Im internationalen Frauen-Tennis nimmt die Angst zu. Spielerinnen werden mit zunehmend mehr Hassnachrichten überschüttet – einige davon an Geschmacklosigkeit kaum zu überbieten. Offenbar gibt es einen Zusammenhang mit dem stark wachsenden Sportwettenmarkt.
Die britische Tennisspielerin Katie Boulter hat Hasskommentare gegen sich in den sozialen Medien öffentlich gemacht.

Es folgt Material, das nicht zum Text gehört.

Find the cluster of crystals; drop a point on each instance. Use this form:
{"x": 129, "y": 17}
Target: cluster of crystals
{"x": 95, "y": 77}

Eine der Nachrichten, die die Weltranglisten-39. per Screenshots dem britischen Sender BBC vorlegte, hatte laut des Medienberichts den Inhalt: „Hoffentlich bekommst du Krebs.“ Auch Morddrohungen gegen Boulter und ihre Familie seien dabei gewesen.
Sie gehe jetzt damit an die Öffentlichkeit, weil solche beleidigenden und bedrohenden Inhalte zur Normalität geworden seien, begründete Boulter den Schritt. „Jedes Mal, wenn man sein Handy benutzt, wird es deutlicher“, sagte die 28-Jährige.
Es falle ihr immer schwerer, zwischen echter und nur vermeintlicher Gefahr zu unterscheiden. „Ich denke, es zeigt einfach, wie verletzlich wir sind“, sagte Boulter: „Man weiß nicht, ob diese Person vor Ort ist. Man weiß nicht, ob sie in der Nähe ist, oder ob sie weiß, wo man wohnt oder so etwas.“
Die Tennisspielerin vermutet hinter den Absendern größtenteils Leute, die auf ihre Matches Geld gewettet und dieses dann verloren hätten. „Was Morddrohungen angeht, möchte man das nicht direkt nach einer emotionalen Niederlage lesen“, sagte Boulter. Aber auch nach Siegen erhalte sie ähnliche Botschaften.
Tennis ist bei den Sportwetten die Nummer zwei
Der Sportwettenmarkt im Tennis hat in den vergangenen Jahren ein starkes Wachstum erlebt und sich als eine der wichtigsten Sportarten im Wettsegment etabliert. Tennis rangiert nach Fußball auf Platz zwei der beliebtesten Sportarten und macht etwa 17 Prozent aller Sportwetten aus.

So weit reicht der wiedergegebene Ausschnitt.